Infanzia e giovinezza 

Federico Fellini nasce a Rimini, allora in provincia di Forlì, il 20 gennaio del 1920 in una famiglia modesta. Il padre, Urbano (1894-1956) è un rappresentante di liquori, dolciumi e generi alimentari di Gambettola, cittadina situata a poco più di 20 km a ovest di Rimini, in direzione di Forlì. La madre, Ida Barbiani (1896-1984), romana del rione Esquilino, è casalinga. Fellini segue studi regolari, frequentando a Rimini il Liceo classico Giulio Cesare e rivela già il proprio talento nel disegno, che manifesta sotto forma di vignette e caricature di compagni e professori.

Il suo disegnatore preferito era lo statunitense Winsor McCay, inventore del personaggio di «Little Nemo». Ispirandosi al celebre personaggio, nella sua camera da letto aveva costruito con la fantasia un mondo inventato, nel quale immaginava di ambientare le storie che voleva vivere e vedere al cinema. Ai quattro montanti del letto aveva dato i nomi dei quattro cinema di Rimini: da lì, prima di addormentarsi, prendevano forma le sue storie immaginifiche.

Fellini, fin dall'età di sedici anni, mostrava una grandissima passione per il cinema, infatti, nel suo libro Quattro film, descrive che, tra gli anni 1936 e 1939, usciva di casa senza permesso dei genitori e visitava i cinema nella sua città.

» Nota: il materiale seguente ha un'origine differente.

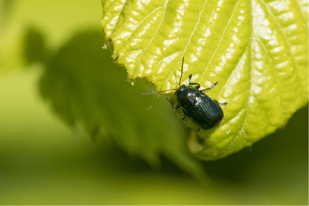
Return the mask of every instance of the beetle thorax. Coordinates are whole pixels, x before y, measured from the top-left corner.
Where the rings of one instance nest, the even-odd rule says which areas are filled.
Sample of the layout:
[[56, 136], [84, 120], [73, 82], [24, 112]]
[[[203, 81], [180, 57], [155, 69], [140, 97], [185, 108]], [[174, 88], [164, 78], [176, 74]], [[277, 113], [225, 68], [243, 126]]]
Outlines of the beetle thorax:
[[177, 101], [180, 105], [185, 107], [194, 104], [195, 98], [199, 92], [198, 89], [191, 86], [183, 84], [175, 92]]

Già prima di terminare la scuola, nel corso del 1938, Fellini prova alcune collaborazioni con giornali e riviste. La Domenica del Corriere gli pubblica qualche vignetta nella rubrica Cartoline dal pubblico, ma la collaborazione più duratura è quella che riesce a stabilire con il settimanale politico-satirico edito da Nerbini, Il 420, sul quale pubblica numerose vignette e rubrichette umoristiche, sino alla fine del 1939. Agli inizi dello stesso anno si era trasferito a Roma con la scusa di frequentare l'Università, in realtà per realizzare il desiderio di dedicarsi alla professione giornalistica.

Gli esordi

Fellini giunge nella capitale seguito dalla madre Ida, che nella città ha i suoi parenti, e dai due fratelli Riccardo e la piccola Maddalena; prende alloggio in via Albalonga, fuori porta San Giovanni (nel quartiere Appio-Latino). Si iscrive alla Facoltà di Giurisprudenza. Le prime esperienze del giovane Fellini rivelano che il suo obiettivo professionale non era tanto diventare avvocato (non sosterrà mai un esame) quanto intraprendere il lavoro di giornalista.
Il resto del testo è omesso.